A number of our products already face generic competition. Prior to and during 2018, in the U.S., these products include, among others, Ammonul^®, Benzaclin^®, Bupap^®, Edecrin^®, Elidel^®, Glumetza^®, Istalol^®, Isuprel^®, Locoid^® Lotion, Mephyton^®, Nitropress^®, Syprine^®, Virazole^®, Uceris^® Tablet, Wellbutrin XL^®, Xenazine^®and Zegerid^®. In Canada, these products include, among others, Glumetza^®, Sublinox^® and Wellbutrin^® XL.

Based on current patent expiration dates, settlement agreements and/or competitive information, we believe our key products facing potential loss of exclusivity and/or generic competition in the U.S. during the years 2019 through 2023 include, but are not limited to, Apriso^®, Clindagel^®, Cuprimine^®, Lotemax^® Gel, Lotemax^® Suspension, Migranal^®, Noritate^®, Onexton^®, PreserVision^®, Prolensa^®, Targretin^® Gel, Xerese^®, Zovirax^® cream and certain other products subject to settlement agreements. Aggregate revenues from key products that we believe will face potential loss of exclusivity and/or generic competition in the U.S. during: (i) 2019 represented 8% and 8%; (ii) 2020 represented 2% and 2%; (iii) 2021 represented 4% and 4%; (iv) 2022 represented less than 1% and 1%; and (v) 2023 represented 2% and 2% of our U.S., Mexico and Puerto Rico revenues for 2018 and 2017, respectively. These dates may change based on, among other things, successful challenge to our patents, settlement of existing or future patent litigation and at-risk generic launches.

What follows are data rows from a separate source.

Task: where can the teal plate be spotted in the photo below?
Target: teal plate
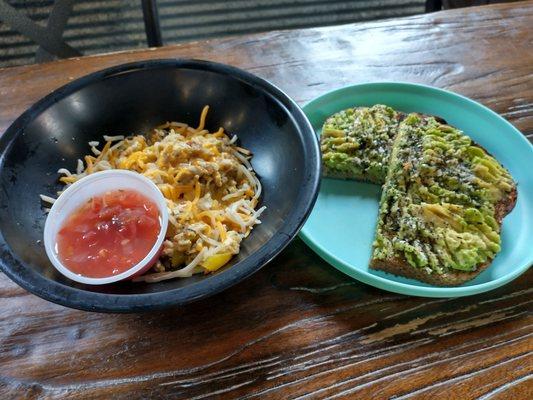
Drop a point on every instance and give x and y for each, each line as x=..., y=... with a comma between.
x=341, y=227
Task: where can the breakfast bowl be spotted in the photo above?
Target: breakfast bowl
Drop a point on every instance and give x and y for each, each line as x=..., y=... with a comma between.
x=131, y=99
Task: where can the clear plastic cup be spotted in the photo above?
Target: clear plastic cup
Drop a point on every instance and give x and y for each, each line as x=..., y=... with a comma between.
x=93, y=185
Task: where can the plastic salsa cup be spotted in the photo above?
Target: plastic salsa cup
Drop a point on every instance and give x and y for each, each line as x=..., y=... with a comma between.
x=93, y=185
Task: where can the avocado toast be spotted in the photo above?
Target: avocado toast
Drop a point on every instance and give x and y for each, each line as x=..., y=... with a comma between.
x=442, y=205
x=356, y=142
x=443, y=197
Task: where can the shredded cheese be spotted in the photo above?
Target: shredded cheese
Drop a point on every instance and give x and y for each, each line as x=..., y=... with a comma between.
x=208, y=182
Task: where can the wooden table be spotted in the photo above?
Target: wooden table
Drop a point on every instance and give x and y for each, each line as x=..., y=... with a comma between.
x=298, y=328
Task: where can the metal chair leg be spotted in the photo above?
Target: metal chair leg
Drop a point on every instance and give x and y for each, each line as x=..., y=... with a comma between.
x=151, y=23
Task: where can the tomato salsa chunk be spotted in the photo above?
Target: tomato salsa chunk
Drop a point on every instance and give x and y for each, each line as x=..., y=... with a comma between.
x=108, y=234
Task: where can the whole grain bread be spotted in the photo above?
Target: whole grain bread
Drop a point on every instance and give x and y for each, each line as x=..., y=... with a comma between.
x=399, y=265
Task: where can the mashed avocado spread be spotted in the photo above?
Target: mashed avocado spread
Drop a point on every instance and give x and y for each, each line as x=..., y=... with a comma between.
x=356, y=142
x=437, y=209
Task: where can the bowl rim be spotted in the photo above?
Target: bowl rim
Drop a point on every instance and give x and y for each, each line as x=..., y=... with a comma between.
x=51, y=229
x=73, y=297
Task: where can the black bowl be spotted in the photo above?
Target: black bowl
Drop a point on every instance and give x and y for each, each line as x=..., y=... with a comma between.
x=132, y=98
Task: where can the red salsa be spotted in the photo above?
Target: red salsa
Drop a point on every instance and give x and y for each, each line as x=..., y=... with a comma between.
x=108, y=234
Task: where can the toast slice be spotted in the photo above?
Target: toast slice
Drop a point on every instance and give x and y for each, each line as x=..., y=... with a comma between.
x=356, y=143
x=442, y=205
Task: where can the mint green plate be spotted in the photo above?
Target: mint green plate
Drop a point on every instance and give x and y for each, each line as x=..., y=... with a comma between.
x=341, y=227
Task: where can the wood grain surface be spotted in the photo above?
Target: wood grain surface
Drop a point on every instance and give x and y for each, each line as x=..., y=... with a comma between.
x=298, y=328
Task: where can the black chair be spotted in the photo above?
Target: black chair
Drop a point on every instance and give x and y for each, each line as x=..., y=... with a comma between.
x=50, y=39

In addition, for a number of our products (including Apriso^®, Uceris^®, Relistor^® and Jublia^®in the U.S. and Glumetza^® in Canada), we have commenced (or anticipate commencing) infringement proceedings against potential generic competitors in the U.S. and Canada. If we are not successful in these proceedings, we may face increased generic competition for these products.

Xifaxan^® Patent Litigation - As previously discussed, on March 23, 2016, the Company initiated litigation against Actavis which alleged infringement by Actavis of one or more claims of each of the Xifaxan^® patents. On September 12, 2018, we announced that we reached an agreement with Actavis which resolved the existing litigation and eliminated the pending challenges to our intellectual property protecting Xifaxan^® (rifaximin) 550 mg tablets. As part of the agreement, the parties have agreed to dismiss all litigation related to Xifaxan^® (rifaximin), Actavis acknowledges the validity of the licensed patents for Xifaxan^® (rifaximin) 550 mg tablets and all intellectual property protecting Xifaxan^® (rifaximin) 550 mg tablets will remain intact and enforceable until expiry in 2029. The agreement also grants Actavis a non-exclusive license to the intellectual property relating to Xifaxan^® (rifaximin) 550 mg tablets in the United States beginning January 1, 2028 (or earlier under certain circumstances). The Company will not make any financial payments or other transfers of value as part of the agreement. In addition, under the terms of the agreement, beginning January 1, 2028 (or earlier under certain circumstances), Actavis will have the option to: (1) market a royalty-free generic version of Xifaxan^®tablets, 550 mg, should it receive approval from the FDA on its ANDA, or (2) market an authorized generic version of Xifaxan^®tablets, 550 mg, in which case, we will receive a share of the economics from Actavis on its sales of such an authorized generic.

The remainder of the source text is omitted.